FIG. 1 is a sectional view showing a linear resistor according to a first embodiment of the present invention.

FIG. 2 is a graph showing discharge withstand voltage characteristics of the nonlinear resistor according to the example.

FIG. 3 is a graph showing discharge withstand voltage characteristics of the non-linear resistor according to the example.

FIG. 4 is a sectional view showing a linear resistor according to a second embodiment of the present invention.

FIG. 5 is a graph showing discharge withstand voltage characteristics of the nonlinear resistor according to the example.

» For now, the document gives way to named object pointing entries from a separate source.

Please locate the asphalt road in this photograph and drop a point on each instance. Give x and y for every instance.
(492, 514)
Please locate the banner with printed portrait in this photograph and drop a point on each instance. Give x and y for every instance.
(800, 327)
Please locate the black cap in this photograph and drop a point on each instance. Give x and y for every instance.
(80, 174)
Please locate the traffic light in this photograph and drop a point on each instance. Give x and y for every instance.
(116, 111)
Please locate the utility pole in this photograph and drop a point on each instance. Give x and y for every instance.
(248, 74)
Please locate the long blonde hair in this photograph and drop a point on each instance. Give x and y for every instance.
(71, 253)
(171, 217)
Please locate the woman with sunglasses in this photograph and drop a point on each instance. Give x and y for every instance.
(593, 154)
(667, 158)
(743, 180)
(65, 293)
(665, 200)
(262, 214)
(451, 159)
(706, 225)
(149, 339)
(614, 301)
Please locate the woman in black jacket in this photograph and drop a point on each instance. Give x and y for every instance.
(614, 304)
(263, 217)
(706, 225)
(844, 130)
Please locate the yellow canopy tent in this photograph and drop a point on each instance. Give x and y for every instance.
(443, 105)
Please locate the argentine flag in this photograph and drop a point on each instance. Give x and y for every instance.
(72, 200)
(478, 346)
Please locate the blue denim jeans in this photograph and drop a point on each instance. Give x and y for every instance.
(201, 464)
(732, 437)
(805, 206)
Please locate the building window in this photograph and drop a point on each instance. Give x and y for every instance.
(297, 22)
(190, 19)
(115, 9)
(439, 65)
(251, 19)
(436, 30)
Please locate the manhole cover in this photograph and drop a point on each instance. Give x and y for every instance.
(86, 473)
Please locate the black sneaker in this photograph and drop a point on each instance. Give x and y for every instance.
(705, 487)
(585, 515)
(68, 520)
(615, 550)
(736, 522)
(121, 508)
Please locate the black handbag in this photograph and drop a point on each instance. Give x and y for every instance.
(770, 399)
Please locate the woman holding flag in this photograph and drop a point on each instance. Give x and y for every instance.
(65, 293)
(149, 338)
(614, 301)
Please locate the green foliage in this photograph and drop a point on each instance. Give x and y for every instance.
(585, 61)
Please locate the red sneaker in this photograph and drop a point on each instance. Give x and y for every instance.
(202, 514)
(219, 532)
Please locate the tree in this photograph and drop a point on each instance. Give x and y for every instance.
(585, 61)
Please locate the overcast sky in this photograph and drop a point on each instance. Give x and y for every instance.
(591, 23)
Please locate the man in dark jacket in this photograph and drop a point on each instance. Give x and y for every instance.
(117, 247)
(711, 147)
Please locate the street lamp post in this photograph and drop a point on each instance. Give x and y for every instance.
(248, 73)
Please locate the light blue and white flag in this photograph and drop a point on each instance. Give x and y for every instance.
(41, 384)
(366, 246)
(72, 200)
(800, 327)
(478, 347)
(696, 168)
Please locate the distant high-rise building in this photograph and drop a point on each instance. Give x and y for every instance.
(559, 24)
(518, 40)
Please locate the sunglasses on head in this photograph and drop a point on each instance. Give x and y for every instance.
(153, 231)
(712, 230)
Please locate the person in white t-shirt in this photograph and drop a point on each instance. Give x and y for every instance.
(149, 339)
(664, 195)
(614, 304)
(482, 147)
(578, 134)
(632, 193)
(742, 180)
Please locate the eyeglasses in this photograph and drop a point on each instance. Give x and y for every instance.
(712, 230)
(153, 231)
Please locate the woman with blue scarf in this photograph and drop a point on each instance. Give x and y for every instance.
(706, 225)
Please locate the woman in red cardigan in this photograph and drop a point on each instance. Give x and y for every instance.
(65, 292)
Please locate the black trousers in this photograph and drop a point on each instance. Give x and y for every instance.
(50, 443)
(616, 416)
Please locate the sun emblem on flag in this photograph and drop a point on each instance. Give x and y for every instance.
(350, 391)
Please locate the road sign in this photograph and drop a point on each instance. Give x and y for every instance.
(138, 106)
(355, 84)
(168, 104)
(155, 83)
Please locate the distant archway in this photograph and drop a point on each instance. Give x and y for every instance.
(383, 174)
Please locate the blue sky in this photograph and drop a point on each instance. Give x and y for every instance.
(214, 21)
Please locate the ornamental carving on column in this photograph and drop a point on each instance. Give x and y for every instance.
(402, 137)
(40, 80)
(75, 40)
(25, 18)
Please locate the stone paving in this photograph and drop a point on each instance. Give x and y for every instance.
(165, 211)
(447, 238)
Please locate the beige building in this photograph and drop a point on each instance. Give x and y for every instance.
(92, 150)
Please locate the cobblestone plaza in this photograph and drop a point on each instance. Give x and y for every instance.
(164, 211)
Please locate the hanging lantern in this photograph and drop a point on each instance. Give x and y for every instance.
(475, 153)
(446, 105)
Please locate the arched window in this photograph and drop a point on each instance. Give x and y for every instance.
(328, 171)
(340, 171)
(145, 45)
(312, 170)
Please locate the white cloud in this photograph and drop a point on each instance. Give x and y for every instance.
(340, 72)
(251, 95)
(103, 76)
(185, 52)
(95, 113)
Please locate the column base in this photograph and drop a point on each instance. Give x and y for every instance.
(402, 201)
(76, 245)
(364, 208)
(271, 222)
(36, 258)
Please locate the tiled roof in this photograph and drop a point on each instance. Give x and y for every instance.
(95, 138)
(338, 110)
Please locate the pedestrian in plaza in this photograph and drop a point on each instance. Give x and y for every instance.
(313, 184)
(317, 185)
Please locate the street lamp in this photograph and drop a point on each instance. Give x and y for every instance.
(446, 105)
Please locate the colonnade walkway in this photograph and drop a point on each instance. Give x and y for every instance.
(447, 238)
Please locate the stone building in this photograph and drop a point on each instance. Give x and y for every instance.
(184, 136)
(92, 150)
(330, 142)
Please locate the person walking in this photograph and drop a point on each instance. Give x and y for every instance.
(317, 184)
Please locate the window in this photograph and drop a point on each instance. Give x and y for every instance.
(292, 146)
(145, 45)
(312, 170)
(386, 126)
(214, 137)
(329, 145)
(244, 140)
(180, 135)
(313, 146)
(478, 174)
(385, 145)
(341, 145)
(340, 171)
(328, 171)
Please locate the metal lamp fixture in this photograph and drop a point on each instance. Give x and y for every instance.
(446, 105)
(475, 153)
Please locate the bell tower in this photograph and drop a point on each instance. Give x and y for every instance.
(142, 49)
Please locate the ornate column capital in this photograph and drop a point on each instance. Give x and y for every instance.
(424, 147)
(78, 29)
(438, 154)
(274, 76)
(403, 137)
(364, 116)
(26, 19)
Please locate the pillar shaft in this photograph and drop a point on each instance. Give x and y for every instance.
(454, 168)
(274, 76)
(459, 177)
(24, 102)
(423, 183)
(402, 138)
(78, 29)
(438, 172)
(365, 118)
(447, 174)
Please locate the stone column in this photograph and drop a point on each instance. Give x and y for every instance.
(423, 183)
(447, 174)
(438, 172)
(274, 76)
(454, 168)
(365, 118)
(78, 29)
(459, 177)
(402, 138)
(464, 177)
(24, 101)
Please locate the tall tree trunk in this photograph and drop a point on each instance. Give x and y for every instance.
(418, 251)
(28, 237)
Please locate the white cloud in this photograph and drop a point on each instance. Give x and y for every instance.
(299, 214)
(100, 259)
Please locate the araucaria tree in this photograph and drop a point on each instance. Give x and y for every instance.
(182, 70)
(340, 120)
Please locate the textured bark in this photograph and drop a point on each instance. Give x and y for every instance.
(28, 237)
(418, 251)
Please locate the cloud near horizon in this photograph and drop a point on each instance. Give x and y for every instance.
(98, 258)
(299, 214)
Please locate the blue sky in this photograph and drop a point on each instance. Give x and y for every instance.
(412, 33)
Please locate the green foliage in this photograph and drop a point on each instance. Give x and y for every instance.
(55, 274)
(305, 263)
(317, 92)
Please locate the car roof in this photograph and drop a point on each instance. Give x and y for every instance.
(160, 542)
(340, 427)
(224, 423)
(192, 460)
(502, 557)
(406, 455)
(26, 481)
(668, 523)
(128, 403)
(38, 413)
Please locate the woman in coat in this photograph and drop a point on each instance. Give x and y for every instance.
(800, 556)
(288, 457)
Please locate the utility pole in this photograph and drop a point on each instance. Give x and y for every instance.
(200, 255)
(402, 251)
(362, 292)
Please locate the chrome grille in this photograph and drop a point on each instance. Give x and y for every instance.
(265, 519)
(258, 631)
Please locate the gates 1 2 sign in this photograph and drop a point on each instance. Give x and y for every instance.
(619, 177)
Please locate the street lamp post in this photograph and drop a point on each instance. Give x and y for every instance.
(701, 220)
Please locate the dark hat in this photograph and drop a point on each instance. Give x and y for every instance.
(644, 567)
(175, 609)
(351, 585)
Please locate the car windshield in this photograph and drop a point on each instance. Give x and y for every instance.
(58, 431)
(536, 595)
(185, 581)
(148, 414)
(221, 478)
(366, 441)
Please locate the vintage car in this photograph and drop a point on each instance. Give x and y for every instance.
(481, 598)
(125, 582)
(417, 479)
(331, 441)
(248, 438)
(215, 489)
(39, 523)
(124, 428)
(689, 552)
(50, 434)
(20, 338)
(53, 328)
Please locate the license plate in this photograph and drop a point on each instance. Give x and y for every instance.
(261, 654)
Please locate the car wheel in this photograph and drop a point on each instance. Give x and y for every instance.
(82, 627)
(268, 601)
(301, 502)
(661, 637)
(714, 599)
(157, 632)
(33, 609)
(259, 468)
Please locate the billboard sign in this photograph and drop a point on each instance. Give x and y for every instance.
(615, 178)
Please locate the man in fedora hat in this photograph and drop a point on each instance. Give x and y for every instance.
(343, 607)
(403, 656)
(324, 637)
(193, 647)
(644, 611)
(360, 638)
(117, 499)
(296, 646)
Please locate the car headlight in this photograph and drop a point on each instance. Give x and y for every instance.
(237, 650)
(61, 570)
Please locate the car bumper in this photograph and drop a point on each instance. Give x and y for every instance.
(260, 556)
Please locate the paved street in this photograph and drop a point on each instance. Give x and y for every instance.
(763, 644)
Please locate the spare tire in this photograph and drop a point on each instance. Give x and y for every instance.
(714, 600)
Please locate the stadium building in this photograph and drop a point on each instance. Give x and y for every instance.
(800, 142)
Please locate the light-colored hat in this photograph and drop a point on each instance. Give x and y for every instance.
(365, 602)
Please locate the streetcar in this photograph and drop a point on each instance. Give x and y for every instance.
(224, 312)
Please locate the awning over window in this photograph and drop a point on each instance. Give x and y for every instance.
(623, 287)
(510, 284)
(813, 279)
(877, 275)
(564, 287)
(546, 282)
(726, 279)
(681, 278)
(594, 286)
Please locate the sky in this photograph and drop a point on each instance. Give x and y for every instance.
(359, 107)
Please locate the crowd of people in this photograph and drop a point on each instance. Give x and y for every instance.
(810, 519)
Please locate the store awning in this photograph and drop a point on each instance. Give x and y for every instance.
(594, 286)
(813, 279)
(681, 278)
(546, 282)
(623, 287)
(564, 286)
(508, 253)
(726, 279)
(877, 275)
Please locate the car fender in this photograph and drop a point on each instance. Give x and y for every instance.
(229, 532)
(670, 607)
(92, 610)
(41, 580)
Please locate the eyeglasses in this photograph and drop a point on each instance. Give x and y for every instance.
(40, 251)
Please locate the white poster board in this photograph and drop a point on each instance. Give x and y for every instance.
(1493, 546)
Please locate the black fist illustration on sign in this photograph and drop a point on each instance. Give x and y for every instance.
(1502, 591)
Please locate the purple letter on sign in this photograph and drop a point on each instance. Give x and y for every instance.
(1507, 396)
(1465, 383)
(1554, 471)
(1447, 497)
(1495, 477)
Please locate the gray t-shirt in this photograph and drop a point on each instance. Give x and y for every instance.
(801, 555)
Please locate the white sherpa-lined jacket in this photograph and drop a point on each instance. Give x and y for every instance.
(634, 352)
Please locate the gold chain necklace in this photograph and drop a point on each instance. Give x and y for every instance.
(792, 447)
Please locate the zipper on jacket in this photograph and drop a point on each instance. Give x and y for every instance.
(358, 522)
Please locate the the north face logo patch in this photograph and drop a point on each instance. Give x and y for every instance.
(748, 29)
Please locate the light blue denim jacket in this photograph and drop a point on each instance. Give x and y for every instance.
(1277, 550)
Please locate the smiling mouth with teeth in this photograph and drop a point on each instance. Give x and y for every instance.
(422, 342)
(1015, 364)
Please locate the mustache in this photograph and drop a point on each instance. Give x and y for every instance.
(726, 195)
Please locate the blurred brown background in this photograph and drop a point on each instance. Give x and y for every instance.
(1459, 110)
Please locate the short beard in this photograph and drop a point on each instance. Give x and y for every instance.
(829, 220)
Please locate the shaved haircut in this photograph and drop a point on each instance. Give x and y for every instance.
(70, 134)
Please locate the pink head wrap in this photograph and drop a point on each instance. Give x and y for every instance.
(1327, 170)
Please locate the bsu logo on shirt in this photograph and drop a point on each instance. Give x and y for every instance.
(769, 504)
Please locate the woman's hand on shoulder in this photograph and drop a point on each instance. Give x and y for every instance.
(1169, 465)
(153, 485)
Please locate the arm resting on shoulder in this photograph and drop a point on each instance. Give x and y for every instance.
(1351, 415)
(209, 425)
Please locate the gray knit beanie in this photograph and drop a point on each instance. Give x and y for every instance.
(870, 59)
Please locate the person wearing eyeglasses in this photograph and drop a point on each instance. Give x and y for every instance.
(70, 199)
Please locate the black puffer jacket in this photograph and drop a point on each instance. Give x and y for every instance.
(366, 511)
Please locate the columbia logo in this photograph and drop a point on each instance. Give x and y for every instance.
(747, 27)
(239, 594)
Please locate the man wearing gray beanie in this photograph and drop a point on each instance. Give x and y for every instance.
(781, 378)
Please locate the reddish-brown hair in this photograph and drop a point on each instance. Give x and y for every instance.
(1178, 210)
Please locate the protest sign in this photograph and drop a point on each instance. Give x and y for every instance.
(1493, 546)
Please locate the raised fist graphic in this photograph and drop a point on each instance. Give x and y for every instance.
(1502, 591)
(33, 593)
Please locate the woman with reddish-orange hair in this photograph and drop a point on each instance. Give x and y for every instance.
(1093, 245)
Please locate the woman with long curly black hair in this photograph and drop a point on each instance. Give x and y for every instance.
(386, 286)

FIG. 6 is a graph showing discharge withstand voltage characteristics of the non-linear resistor according to the example.

[Explanation of symbols]

 DESCRIPTION OF SYMBOLS 1 Element body (sintered body) 3 1st layer 4 2nd layer 11 Element body (sintered body) 12 1st layer 13 2nd layer

Claims (2)

[Claims] 1. A non-linear resistor having a high resistance layer formed on the surface of a sintered body containing zinc oxide as a main component, wherein the high resistance layer has a ceramic coating film having an inorganic polymer structure containing aluminum as a main component. Is the first layer and this first
A second layer which is an amorphous ceramic coating film containing silica as a main component and is provided on the first layer.
A non-linear resistor having a film thickness of 20 to 200 μm, which is the sum of the thickness of the layer and the thickness of the second layer. 2. A non-linear resistor having a high resistance layer provided on the surface of a sintered body containing zinc oxide as a main component, wherein the high resistance layer is a ceramic having an inorganic polymer structure containing aluminum and silicon as main components. The first layer, which is a coating film, and the second layer, which is an amorphous ceramic coating film containing silica as a main component, are provided on the first layer. And the layer thickness is 20
A non-linear resistor having a thickness of ˜200 μm.